TECNOLOGÍA

02 de Febrero de 2026

Pacto parental: cuando ordenar la tecnología se vuelve una decisión colectiva

La entrega temprana de celulares, los grupos de WhatsApp y la presión social están reconfigurando la infancia. Frente a ese escenario, un grupo de madres y padres empezó a hacerse una pregunta incómoda: ¿y si el problema no es un chico en particular, sino el entorno que estamos construyendo? Así nació Pacto Parental, quienes nos brindaron una entrevista exclusiva lara Corre La Voz.

/ por Florencia Maugeri - Especialista en Derecho Informático 

Pacto Parental no surgió como una consigna teórica ni como una cruzada anti-tecnología. Nació de una experiencia concreta. “Empezamos a notar cosas raras en el curso de uno de nuestros hijos”, cuenta Nacho Castro, uno de los impulsores de la iniciativa. Dinámicas que no cerraban, situaciones que se repetían y un malestar general que llevó a las familias a observar con más atención qué estaba pasando.

Ese primer registro dio lugar a una búsqueda más profunda. Lecturas, estudios, evidencia científica y experiencias de otros lugares comenzaron a mostrar un patrón: el uso temprano e intensivo de tecnología estaba generando efectos que los adultos no estaban dimensionando. “Ahí entendimos que el problema no se resolvía educando mejor a un padre o a una madre, sino ordenándonos entre todos”, explica Castro.

La primera alarma apareció en un espacio cotidiano y aparentemente inofensivo: los grupos de WhatsApp entre chicos de 11 años. Según relatan, la interacción digital se volvió central en la vida del curso, con un promedio de más de 150 notificaciones diarias por niño. En ese entorno comenzaron a darse situaciones de exclusión, armados de grupos paralelos y primeras experiencias de bullying que no nacían de la maldad, sino del desconocimiento. 

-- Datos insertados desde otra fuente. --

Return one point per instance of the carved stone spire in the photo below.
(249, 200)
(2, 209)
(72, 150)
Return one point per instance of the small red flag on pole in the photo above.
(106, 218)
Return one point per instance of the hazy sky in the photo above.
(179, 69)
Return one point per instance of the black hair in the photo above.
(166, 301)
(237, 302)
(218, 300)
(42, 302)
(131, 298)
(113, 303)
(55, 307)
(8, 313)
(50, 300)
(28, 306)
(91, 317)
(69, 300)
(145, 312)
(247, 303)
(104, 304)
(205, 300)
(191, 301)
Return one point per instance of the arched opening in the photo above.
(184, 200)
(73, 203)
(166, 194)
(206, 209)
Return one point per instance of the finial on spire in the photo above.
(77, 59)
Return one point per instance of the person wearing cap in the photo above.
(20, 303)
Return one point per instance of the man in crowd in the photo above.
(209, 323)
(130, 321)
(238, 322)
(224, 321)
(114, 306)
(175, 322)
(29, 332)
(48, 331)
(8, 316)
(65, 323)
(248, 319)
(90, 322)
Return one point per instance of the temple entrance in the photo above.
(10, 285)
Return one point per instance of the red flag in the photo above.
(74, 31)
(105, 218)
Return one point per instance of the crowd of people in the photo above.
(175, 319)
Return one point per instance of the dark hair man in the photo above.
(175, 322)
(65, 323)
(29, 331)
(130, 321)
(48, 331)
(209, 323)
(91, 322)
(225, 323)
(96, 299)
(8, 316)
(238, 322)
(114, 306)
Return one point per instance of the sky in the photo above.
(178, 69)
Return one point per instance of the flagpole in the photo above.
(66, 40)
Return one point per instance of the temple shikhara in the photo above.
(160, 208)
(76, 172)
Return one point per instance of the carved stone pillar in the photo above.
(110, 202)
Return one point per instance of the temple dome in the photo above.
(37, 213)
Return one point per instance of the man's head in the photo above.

“Los chicos se estaban estrenando en dinámicas para las que no tenían herramientas”, señala Castro. El impacto no fue solo vincular: también aparecieron angustias, dolores y, en algunos casos, síntomas compatibles con trastornos de ansiedad. “No sé si la culpa es exclusivamente del teléfono, pero sí sabíamos que había algo urgente que ordenar”, resume.

Desde Pacto Parental insisten en que el eje no es demonizar la tecnología. “No somos anti-pantallas”, aclaran. La propuesta no es prohibir, sino postergar. Y esa postergación solo puede ser efectiva si es colectiva. “El acuerdo tiene que ser entre padres, porque hay que ordenar todo el entorno del chico. No sirve que un nene sea el único sin celular mientras todos los demás están absortos en una pantalla”.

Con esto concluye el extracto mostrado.